In order for us to understand the process that was involved in signing and tendering contracts, we have to know all the players who oversaw the process. Therefore we need to know who are the members of that committee.
We assume that Mr. Gagliano chaired the cabinet committee in 2002 and prior when many suspect contracts were approved, but is he exclusively to blame or were there other cabinet ministers on that committee as well and who are they?
Again on the evening of June 4 I asked the minister to break down the dollar value of contracts that had passed through the process before he arrived to conduct the review. Two hundred of them had snuck through. They are in the pipeline and are supposedly beyond the reach of further scrutiny.
I asked him of the $18 million value he said those 200 contracts were worth that had gone through, how much had gone to Groupaction, Groupe Everest, Lafleur and other companies that were on their preferential list. The minister said:
Perhaps it would be acceptable to the hon. member if I filed it with the committee in writing rather than taking the time to read through all the statistics.
He later added:
Later on this evening, I will advise exactly when, Mr. Chairman, in just a few moments.
Those are his words. We have not seen this to this day. We have yet to receive that information.
The member for St. Albert asked if we could get a regional breakdown on a province by province basis of the $200 million spent on government advertising on those contracts. The minister told us that he would “provide the best breakdown I can as soon as possible”.
That evening the minister said he was interested in creating a more equitable distribution of this questionable program across the country but apparently he does not know what the distribution is now. He has had a week to look into it. He knows these questions were on the list that night.
The member for Edmonton Centre-East asked for details concerning the acquisition of Challenger aircraft. He asked when did the preliminary project review go to cabinet to be reviewed before it was taken out to industry for quotations let alone before it was being ordered. The minister said “I will see if I can find him further information”. Another week has gone by, the order is in process, but we have heard nothing.
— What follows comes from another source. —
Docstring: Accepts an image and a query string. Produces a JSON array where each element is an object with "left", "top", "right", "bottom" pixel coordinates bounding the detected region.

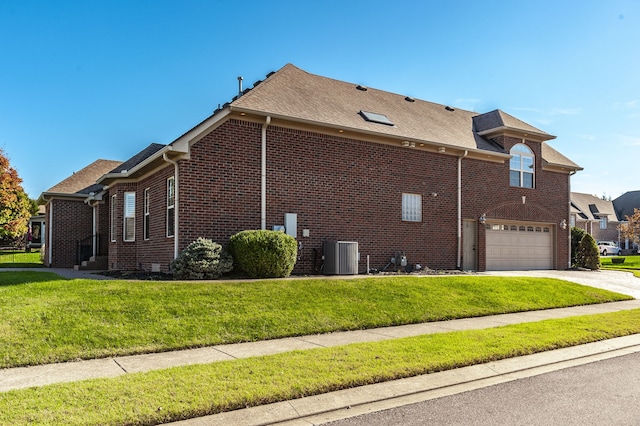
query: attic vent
[{"left": 360, "top": 111, "right": 393, "bottom": 126}]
Many other questions remain from all opposition parties. I would be glad to provide the minister with a list but I am sure his own minions are capable of going through the manuscript.
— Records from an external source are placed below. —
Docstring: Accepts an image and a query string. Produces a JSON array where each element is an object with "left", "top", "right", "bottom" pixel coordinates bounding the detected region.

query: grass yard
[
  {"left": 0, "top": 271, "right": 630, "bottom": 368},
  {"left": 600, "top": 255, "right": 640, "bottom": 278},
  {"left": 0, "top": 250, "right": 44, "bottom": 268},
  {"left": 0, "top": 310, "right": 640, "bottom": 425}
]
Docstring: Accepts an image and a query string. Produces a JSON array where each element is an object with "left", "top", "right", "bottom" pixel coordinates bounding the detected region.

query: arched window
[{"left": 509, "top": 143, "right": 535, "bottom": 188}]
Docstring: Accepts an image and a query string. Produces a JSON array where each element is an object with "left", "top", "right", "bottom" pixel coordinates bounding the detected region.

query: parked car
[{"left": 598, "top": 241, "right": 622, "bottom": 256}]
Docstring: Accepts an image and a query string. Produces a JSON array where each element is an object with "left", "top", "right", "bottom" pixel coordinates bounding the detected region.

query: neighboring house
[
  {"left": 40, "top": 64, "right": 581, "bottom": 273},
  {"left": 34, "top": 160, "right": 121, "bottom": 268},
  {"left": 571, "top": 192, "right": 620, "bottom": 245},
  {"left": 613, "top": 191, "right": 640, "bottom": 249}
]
In Erskine May, 22nd edition, at page 63, under “Ministerial Accountability to Parliament”, the reference includes the following:
--ministers have a duty to Parliament to account, and be held to account, for the policies, decisions and actions of their departments...; ministers should be as open as possible with Parliament--
Under committee of the whole, Mr. Speaker, that is parliament:
--refusing to provide information only when disclosure would not be in the public interest,--
None of those issues would be outside of that public interest.
Accounting for the expenditure of taxpayers' money is of course the public interest. That is what we are trying to do here and what we were trying to do in committee of the whole for five hours.
Preventing embarrassment to the governing party as many recent disclosures are doing by withholding information--that is not being transparent-- or delaying disclosure--that is not being accountable--or hoping the opposition will go away does not serve the public interest.
Mr. Speaker, if you find this to be a prima facie question of privilege, I am prepared to move the appropriate motion.